The models of production and consumption are intertwined.
In 1861, a Dr Gattling was very sickened by seeing dead and wounded and invented the machine gun. with the idea that by using machines fewer soldiers would be needed to create the same amount of fire power, thus fewer soldiers would be on the battle field to get injured and killed. Thus, his reasoning went, the machine would save lives.
Of course, what he failed to appreciate was that the military did not think of spraying the same number of bullets with fewer men, they thought of spraying more bullets with the same number of men. Thus, the fine Dr Gatlling ended up killing and maiming more soldiers than before.
The problems of this earth are caused less by over population than by over consumption. We have more obese people than starving people. Economics are based on driving up consumption and production rather than producing "enough".

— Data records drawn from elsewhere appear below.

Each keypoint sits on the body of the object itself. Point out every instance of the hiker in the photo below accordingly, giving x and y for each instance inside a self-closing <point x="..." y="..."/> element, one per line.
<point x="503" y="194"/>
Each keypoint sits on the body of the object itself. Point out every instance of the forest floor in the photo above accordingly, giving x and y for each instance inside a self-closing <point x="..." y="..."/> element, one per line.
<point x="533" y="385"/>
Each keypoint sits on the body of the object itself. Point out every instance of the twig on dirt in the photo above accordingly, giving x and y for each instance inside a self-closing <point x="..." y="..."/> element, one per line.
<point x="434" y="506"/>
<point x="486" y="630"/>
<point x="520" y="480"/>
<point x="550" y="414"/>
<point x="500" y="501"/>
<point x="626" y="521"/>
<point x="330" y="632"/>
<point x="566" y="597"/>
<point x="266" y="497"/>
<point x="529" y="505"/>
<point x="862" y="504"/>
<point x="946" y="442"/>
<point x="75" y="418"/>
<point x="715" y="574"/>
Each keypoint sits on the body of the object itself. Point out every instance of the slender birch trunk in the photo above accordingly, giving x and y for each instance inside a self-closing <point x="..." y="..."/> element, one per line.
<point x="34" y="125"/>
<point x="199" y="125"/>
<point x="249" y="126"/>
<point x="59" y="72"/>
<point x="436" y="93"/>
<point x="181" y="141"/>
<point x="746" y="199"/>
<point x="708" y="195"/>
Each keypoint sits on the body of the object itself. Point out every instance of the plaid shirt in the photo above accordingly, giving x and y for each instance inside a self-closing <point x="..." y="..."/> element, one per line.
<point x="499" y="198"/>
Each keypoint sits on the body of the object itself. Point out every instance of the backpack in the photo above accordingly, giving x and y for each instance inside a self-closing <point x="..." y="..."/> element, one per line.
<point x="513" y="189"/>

In fact, people don't eat enough to keep the agricultural machine happy and ways are found to increase cinsumption. Much of the food on the planet is wasted in producing "higher value" products. Grains and legumes (themselves great foods) go into feedlots to produce meat, to distilleries to make alcohol for human and vehicle consumption. For every food unit that goes in, only a small fraction comes out.
That just looks at food, but the same applies almost everywhere. The drive for growth sees huge increases in consumption in all sectors: in the last 100 years in the West we've seen average house sizes increase dramatically (while family sizes decrease); water use has gone from a few gallons per person per day to hundreds of gallons per person per day; air travel is an everyday occurrence, etc etc...
It might seem reasonable to try reducing consumption by reducing population. In truth though, that will not fix the problem any more than Gattling did with his machine. All we will see is that consumption continues to grow as the small number of people become more consumptive to keep the corporate growth machine happy.
It is pointless trying to address population numbers, etc etc unless the whole economic foundation is corrected first.